This is SIGTYP’s fifth newsletter on recent developments in computational typology and multilingual natural language processing. Each month, various members of SIGTYP will endeavour to summarize recent papers that focus on these topics. The papers or scholarly works that we review are selected to reflect a diverse set of research directions. They represent works that the editors found to be interesting and wanted to share. Given the fast-paced nature of research in our field, we find that brief summaries of interesting papers are a useful way to cut the wheat from the chaff.
We expressly encourage people working in computational typology and multilingual NLP to submit summaries of their own research, which we will collate, edit and announce on SIGTYP’s website. In this issue, for example, we had Richard Futrell, John Mansfield, Yushi Hu, Nathanael Erik Schweikhard, Saliha Muradoglu describe their recent publications on linguistic typology and multilingual NLP.
✻ RESEARCH PAPERS ✻
By Richard Futrell, Roger P. Levy, and Edward Gibson
Summary by Richard Futrell
Why are human languages the way they are? This paper adopts the Efficiency Hypothesis: languages are shaped by a pressure for efficiency, where efficiency means maximizing information transfer while minimizing the cognitive difficulty involved in producing and comprehending utterances. One source of difficulty in production and comprehension, with strong support from many behavioral experiments in psycholinguistics, is dependency length: when utterances contain words that are linked in syntactic dependencies but are far from each other in linear order, then those utterances are harder to produce and comprehend. Therefore, under the Efficiency Hypothesis, we can make a very simple prediction: languages should be structured so that, when words depend on each other syntactically, those words are also close together in linear order. This idea is called dependency locality (a.k.a. domain minimization, dependency length/distance minimization).
Dependency locality is an old idea that links together the fields of linguistic typology, psycholinguistics, corpus linguistics, parsing, and graph theory. Furthermore, dependency locality already has a lot of empirical support. In particular, it can explain many of Greenberg’s universals of word order, and also certain exceptions to them. We review the philosophy and evidence behind dependency locality in our paper from a linguistics perspective. Our paper also makes several contributions to the study of dependency locality and dependency length, using Universal Dependencies datasets.

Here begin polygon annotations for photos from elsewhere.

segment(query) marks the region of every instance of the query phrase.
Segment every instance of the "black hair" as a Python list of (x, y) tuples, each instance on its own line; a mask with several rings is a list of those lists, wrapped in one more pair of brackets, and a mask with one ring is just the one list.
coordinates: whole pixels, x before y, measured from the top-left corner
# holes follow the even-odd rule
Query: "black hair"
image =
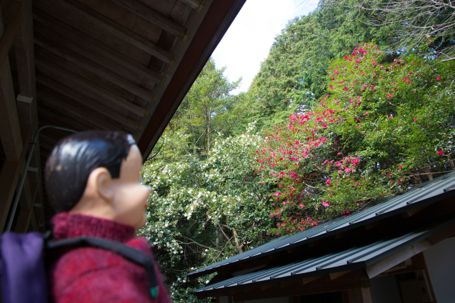
[(56, 211), (68, 212), (76, 205), (98, 167), (119, 178), (121, 162), (135, 144), (131, 135), (122, 131), (81, 131), (60, 140), (44, 169), (47, 197)]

First, it provides a systematic comparison of dependency length in real sentences compared with a wide variety of new random baselines, using Universal Dependencies corpora of many languages; the result is that nearly all languages have shorter dependencies than nearly all baselines.
Second, it provides a comparison with an entirely new kind of baseline: grammatical re-orderings of corpus sentences, generated by a generative model of word order conditional on dependency trees (i.e., a surface realization model). This comparison reveals both that (1) the grammar of languages is shaped by dependency locality, and (2) beyond that, speakers’ usage preferences within the parameters set by grammar are also shaped by dependency locality.
Third, it provides systematic evidence for an interesting and currently-unexplained asymmetry among languages: languages with more head-final dependencies (for example, Japanese, Korean, Turkish) have longer dependencies than languages with more head-initial dependencies (for example, English, Arabic, Indonesian). Although we offer some speculation in this paper, the real explanation for this head-final/head-initial asymmetry remains unknown.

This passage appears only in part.